Excellent Deer Habitat
Adequate Doe Harvest
Conservative Buck Harvest
These topics might take some Oklahoma deer hunters by surprise. Managing all of our Oklahoma hunting property for deer isn’t as sexy as solely focusing on the areas we hunt. Running cameras on our corn piles and planting food plots that would make a farmer in western Oklahoma proud are two things that can benefit the herd health, but if those are our only two management practices, we are not going to see the health benefits we are shooting for.
The second and third topics fall hand in hand with why they are important, overlooked and misunderstood. Because nobody makes the cover of a magazine or into the record books with the whitetail doe they shot on opening morning of the Oklahoma whitetail deer bow season, doe harvest takes a backseat to the harvest of a buck in most cases. Glory aside, humans are drawn to antlers and horns by nature. Don’t believe me? Take a toddler into a room full of deer sheds or deer mounts and that child is going to try its darndest to play with them. When your son or daughter goes out for their first hunt, if they can choose between a buck or a doe, odds are they will choose the buck regardless of it being a Boone and Crockett record book deer or a spike buck that knocked half his antler off during the summer! We do not want this to be taken as a negative look at harvesting a buck, we want to point out there should be a balance.
“Adequate doe harvest is important to maintain relatively close adult sex ratio, deer abundance within carrying capacity (optimum number that a habitat supports), optimum deer nutrition and good fawn crops. Males have higher mortality rates than females, so doe harvest is necessary to keep adult sex ratio relatively close. A habitat can provide optimum nutrition for only a certain number of deer. When deer numbers increase beyond carrying capacity without adequate doe harvest, deer nutrition declines, which decreases deer health, deer weight, antler size and fawn survival. Although seemingly counterintuitive, more fawns can be recruited into a healthy population with fewer does than a population with overabundant does that exceeds carrying capacity. When a habitat has too many does, inadequate space for additional bucks exists.” (Porter 2016)
Not only is harvesting does pertinent to the overall health of our Oklahoma whitetail deer herds, when we focus on harvesting does in our management plans, it opens up opportunities to share the experience with new hunters without compromising our conservative buck harvest.
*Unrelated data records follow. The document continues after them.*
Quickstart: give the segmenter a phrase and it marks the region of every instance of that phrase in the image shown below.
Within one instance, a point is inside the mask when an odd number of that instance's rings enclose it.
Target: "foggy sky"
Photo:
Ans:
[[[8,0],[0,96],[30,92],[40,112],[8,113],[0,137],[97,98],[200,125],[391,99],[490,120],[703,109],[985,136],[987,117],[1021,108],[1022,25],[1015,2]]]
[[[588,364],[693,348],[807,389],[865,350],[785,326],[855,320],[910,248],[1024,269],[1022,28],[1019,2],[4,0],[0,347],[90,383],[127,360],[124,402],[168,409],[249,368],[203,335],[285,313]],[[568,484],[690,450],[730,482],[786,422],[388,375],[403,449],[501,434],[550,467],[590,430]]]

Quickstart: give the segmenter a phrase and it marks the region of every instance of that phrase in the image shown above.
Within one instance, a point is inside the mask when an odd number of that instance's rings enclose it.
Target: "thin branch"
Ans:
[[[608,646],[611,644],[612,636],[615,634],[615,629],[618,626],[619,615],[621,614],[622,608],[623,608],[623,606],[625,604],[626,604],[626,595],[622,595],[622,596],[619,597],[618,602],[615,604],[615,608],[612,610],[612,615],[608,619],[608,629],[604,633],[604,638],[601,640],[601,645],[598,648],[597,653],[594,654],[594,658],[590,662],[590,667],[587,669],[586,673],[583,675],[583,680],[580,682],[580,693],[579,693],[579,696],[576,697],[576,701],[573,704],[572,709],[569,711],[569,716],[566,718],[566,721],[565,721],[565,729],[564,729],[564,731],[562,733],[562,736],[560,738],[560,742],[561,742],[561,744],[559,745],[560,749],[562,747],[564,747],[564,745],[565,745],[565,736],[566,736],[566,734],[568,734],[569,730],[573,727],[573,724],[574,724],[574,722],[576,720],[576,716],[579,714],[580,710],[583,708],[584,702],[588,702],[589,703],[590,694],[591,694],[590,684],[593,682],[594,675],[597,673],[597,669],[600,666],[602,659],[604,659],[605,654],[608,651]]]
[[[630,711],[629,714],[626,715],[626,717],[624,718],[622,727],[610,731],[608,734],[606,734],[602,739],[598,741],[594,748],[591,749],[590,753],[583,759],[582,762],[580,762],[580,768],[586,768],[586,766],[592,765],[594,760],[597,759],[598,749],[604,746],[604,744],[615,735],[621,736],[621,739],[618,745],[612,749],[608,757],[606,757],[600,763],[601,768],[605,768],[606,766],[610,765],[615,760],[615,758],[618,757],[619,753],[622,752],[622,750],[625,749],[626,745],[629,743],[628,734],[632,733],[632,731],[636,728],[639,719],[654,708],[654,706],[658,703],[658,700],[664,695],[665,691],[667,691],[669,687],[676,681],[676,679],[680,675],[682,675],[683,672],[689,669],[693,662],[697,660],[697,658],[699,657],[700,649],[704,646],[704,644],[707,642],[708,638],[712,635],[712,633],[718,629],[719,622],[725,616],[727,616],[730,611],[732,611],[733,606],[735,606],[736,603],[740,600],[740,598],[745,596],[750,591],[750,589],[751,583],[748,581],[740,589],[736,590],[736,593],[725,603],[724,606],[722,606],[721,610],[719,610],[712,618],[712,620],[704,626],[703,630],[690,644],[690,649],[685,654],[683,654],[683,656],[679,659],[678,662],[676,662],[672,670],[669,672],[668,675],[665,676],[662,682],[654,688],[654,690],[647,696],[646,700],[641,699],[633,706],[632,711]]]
“Conservative buck harvest is important for goals emphasizing abundant bucks or large antlers. Age of bucks harvested is less important than total number of bucks harvested. When bucks with large antlers is an important goal, generally less than 15 percent of the buck standing crop should be harvested annually. Depending upon deer density, adult sex ratio and fawn crop, buck harvest rates for this goal are commonly only one buck per 400 to 1,000 acres. Buck harvest rates outside this range may be appropriate in atypical situations such as very productive habitats, distorted sex ratios, etc. Free-ranging bucks tend to grow larger each year they live, and it takes many years for a buck to grow his largest set of antlers.” (Porter, 2016)
Wildlife managers who put the focus on maintaining a healthy herd and take it off harvesting the largest deer on the property, will provide a level of success that is repeatable year after year. Managing your Oklahoma whitetail deer hunting property is not a simple or small task, the three concepts we presented today are just the tip of the iceberg. What I challenge you to do is continue to learn, share your knowledge and work to better all of Oklahoma’s hunting opportunities.
Porter, Mike. “White-Tailed Deer Managers Should Focus on Three Concepts.” Noble Research Institute, 1 Sept. 2016, www.noble.org/news/publications/ag-news-and-views/2016/september/white-tailed-deer-managers-should-focus-on-three-concepts/.